4. Create Succession Plans
Evaluate replacement timelines and adjust for possible shipping delays. Adjust your purchase schedule by purchasing supplies with the longest lead times first. Build in additional time for large quantities of gear or custom orders, such as high-visibility jackets with custom logos. Establish a succession plan to replace gear before it becomes a safety. Structured safety programs that function on a set schedule help to remove inconsistencies related to human factors, such as independent apparel maintenance and inspection. Structured programs are also budget-friendly and allow for more accurate forecasting and business planning.
5. Prolong the Life of Existing Gear & Apparel
Reflective garments that are not properly cared for lose their effectiveness early and unnecessarily increase the demand for replacement garments.

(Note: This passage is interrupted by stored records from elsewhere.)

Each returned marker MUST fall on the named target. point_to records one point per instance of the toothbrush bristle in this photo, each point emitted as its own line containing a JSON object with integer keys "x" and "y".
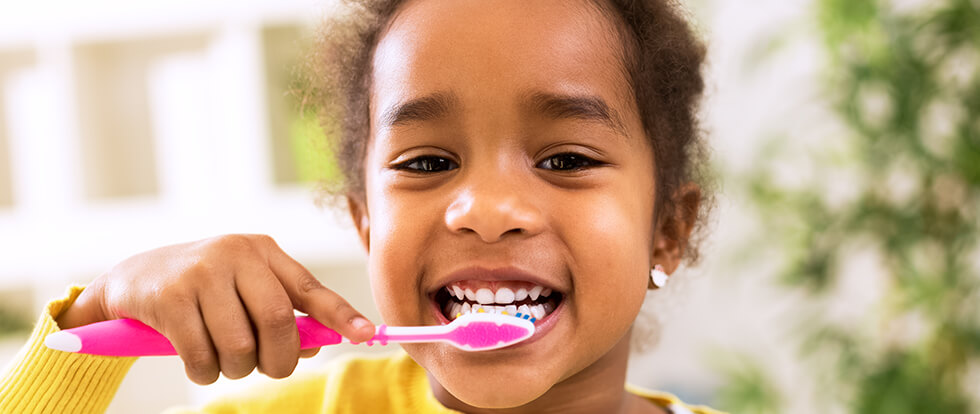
{"x": 486, "y": 331}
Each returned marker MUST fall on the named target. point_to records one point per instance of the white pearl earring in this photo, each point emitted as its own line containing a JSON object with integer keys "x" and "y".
{"x": 658, "y": 278}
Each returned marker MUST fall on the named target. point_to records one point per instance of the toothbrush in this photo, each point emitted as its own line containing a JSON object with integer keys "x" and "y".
{"x": 129, "y": 337}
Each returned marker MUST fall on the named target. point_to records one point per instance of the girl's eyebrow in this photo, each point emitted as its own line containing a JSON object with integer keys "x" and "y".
{"x": 556, "y": 106}
{"x": 584, "y": 107}
{"x": 426, "y": 108}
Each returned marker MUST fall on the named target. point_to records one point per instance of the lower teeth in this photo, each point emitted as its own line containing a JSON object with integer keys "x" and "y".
{"x": 539, "y": 310}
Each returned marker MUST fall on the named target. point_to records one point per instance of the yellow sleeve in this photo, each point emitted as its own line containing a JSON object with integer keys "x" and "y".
{"x": 42, "y": 380}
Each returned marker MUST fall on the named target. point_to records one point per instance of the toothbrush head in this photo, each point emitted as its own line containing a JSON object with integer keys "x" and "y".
{"x": 488, "y": 331}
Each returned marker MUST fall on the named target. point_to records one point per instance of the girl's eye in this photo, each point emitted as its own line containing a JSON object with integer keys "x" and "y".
{"x": 428, "y": 164}
{"x": 567, "y": 162}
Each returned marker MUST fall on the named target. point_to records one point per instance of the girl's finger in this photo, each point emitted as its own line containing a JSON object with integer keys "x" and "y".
{"x": 185, "y": 328}
{"x": 324, "y": 305}
{"x": 271, "y": 312}
{"x": 230, "y": 328}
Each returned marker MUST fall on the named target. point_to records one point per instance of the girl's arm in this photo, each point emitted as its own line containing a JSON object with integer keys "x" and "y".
{"x": 41, "y": 380}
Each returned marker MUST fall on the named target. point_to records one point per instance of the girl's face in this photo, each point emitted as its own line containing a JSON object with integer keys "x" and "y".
{"x": 506, "y": 153}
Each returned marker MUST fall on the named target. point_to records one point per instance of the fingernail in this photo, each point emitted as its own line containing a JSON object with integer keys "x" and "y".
{"x": 360, "y": 323}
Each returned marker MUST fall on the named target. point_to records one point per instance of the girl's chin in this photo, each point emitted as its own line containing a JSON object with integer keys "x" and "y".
{"x": 492, "y": 390}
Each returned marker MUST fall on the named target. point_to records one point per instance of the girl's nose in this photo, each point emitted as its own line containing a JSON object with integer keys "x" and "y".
{"x": 493, "y": 210}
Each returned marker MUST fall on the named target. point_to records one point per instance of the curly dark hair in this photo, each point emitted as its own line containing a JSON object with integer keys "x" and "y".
{"x": 663, "y": 58}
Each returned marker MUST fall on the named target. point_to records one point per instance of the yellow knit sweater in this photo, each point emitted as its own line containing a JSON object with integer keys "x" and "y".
{"x": 40, "y": 380}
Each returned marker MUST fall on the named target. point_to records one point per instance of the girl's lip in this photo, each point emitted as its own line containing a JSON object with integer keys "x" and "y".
{"x": 493, "y": 275}
{"x": 541, "y": 327}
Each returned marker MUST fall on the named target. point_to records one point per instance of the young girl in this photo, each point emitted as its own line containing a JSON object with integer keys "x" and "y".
{"x": 547, "y": 146}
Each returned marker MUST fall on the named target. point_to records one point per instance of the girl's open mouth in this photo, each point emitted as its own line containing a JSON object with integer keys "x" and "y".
{"x": 501, "y": 297}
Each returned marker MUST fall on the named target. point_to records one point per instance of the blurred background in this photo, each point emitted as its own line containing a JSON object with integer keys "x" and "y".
{"x": 842, "y": 270}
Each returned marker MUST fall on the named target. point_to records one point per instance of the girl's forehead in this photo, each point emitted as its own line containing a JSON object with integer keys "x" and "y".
{"x": 498, "y": 53}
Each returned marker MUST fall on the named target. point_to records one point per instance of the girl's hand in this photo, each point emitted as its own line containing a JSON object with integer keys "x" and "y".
{"x": 226, "y": 304}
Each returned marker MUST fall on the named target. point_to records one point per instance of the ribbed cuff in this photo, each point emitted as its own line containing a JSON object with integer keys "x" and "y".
{"x": 42, "y": 380}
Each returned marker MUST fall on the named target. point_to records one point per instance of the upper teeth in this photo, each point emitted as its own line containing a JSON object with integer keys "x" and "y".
{"x": 503, "y": 295}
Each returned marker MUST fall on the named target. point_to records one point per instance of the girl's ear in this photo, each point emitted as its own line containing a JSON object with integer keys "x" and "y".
{"x": 674, "y": 228}
{"x": 358, "y": 213}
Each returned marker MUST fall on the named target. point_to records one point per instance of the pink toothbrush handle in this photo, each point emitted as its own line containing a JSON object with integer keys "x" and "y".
{"x": 129, "y": 337}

Since employees should never use reflective garments that have lost their effectiveness, all dull, faded, scratched or torn garments should be replaced immediately. Employees should also replace garments after the recommended number of washings.
Employees can maximize the life of reflective garments through proper care such as not washing reflective apparel with materials that have a rough finish, such as jeans, turning garments inside out before washing, avoiding fabric softeners, which may damage reflective tape and drying reflective apparel on a line instead of putting it in the dryer, as the heat will damage reflective tape. Additionally, make sure not to wash reflective garments with dark garments, as that exposure may reduce the intensity of fluorescent materials, removing dirt and storing reflective garments away from direct sunlight and without crushing reflective tape. With proper planning, your construction business can keep its employees safe by staying ahead of supply-chain delays that impact shipments of safety gear.